Pioneering contemporary indie cinema (think Kevin Smith’s Chasing Amy and Marc Webb’s 500 Days of Summer), the iconic film surpasses the limits of genre by subverting its label as a romantic comedy in the process of making almost encyclopedic commentary on heavy topics like sex, race and modernity. In our clumsy endeavor to understand and be understood, we trudge through the maddening banalities of life, murdering lobsters and laying to waste a trove of cocaine alongside a dramatized version of Woody Allen himself.
But, before we romanticize the bespectacled dork behind the untouchable Annie Hall, we could suffer to pull back the curtain and curb our infatuation with a healthy dose of reality; namely, that Woody Allen is a total creep.
Granddaughter of the American novelist, Mariel Hemingway claimed in her memoir that 44-year-old Allen attempted to seduce her, then 16, after the filming of Manhattan in 1979. He traveled to her family’s home in Idaho and invited her to Paris once she turned 18, an offer she declined upon realizing “no one was going to get their own room,” according to a report by Vanity Fair. Hemingway’s accusation, however, is not the only questionable episode in Allen’s eccentric personal life.
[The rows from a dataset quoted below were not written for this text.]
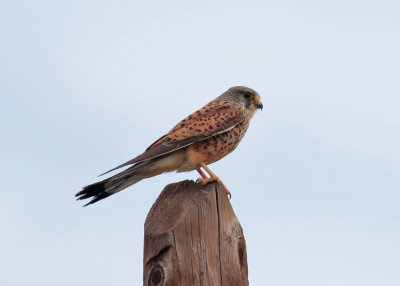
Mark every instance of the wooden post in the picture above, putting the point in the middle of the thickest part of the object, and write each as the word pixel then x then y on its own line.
pixel 192 237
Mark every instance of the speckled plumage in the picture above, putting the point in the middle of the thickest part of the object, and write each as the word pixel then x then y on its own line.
pixel 202 138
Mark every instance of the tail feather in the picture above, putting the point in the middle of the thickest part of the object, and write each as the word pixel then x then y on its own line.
pixel 107 187
pixel 130 176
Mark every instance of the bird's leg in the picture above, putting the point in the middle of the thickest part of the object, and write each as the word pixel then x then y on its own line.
pixel 203 176
pixel 213 178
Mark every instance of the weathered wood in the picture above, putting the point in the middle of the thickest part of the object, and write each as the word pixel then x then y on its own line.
pixel 192 237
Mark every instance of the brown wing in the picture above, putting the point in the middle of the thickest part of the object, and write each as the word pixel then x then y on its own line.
pixel 216 117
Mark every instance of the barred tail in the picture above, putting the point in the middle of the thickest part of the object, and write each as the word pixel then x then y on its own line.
pixel 107 187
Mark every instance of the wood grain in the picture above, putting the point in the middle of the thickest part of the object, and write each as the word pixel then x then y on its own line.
pixel 192 237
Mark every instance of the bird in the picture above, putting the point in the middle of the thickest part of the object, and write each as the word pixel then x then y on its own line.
pixel 200 139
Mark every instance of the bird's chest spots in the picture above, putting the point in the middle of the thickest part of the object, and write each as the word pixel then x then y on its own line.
pixel 218 146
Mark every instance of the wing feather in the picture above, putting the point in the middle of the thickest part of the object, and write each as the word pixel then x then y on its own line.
pixel 214 118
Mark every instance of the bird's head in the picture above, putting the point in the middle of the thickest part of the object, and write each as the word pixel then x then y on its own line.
pixel 244 96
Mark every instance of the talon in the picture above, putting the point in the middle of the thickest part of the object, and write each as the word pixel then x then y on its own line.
pixel 205 181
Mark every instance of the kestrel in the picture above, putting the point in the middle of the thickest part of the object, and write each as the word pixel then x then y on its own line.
pixel 200 139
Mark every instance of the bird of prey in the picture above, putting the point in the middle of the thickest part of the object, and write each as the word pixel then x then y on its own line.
pixel 200 139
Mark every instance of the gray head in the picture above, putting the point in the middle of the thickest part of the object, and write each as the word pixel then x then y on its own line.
pixel 244 96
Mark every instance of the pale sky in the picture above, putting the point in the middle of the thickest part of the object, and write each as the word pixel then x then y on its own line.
pixel 87 85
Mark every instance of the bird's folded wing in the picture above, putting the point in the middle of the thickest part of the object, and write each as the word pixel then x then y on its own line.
pixel 194 128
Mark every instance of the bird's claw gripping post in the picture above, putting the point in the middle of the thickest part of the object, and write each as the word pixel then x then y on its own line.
pixel 213 178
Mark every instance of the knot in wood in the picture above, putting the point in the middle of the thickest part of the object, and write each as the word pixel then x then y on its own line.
pixel 156 276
Shortly before the debut of Husbands and Wives in 1992, the director’s twelve-year relationship with Mia Farrow erupted in scandal when the actress discovered nude photos of her adopted daughter Soon-Yi in Allen’s possession. After news of the strange affair surfaced, Allen continued to date his de facto stepdaughter until the couple married in 1997.
This latest relationship remained largely mythological until Allen broached the subject of his controversial marriage to Soon-Yi in a recent interview with The Hollywood Reporter. Using language that borders on paternal, Allen admitted, “The contributions I've made to her life have given me more pleasure than all my films."
Yet, the most salient point against Allen belongs to his legally adopted daughter, Dylan Farrow, who accused her father of sexual abuse at the age of seven. While the case was dropped in 1993 after a judge determined the charges to be inconclusive, Farrow repeated the allegation in 2014 in an open letter published by the New York Times. Allen was never prosecuted, so naturally he deserves the presumption of innocence; but, it lends a troubling layer of nuance to his already sensational biography.
An amazingly prolific writer, director and actor—he counts 24 Academy Award nominations for 16 films—Woody Allen is virtually peerless, with the emotional anarchy of Annie Hall representing his first revolutionary project in cinema. But, like many other visionaries in the entertainment industry, his past is, at best, sketchy. Both an immensely talented artist and a deeply flawed human being, Allen’s peculiar persona begs a vexing question: Is a masterpiece tainted by the sins of its creator?
We tend to overlook the sleaziness of virtuosity. Pablo Picasso was a serial adulterer with a penchant for domestic violence, but who can deny the weight and lasting significance of Guernica? John Lennon abused his first wife and son during the height of Beatlemania, but who can refute the raw power of “Imagine”? The list goes on, but where do we draw the proverbial line in the sand? Is it wrong to appreciate art in a vacuum?
Perhaps we should understand the content of Woody Allen’s filmography in the vein of Alvy Singer’s character—complex in his self-centered pontification, but utterly relatable in his fear of estrangement. Towering like Manhattan, a lonely island known only to himself.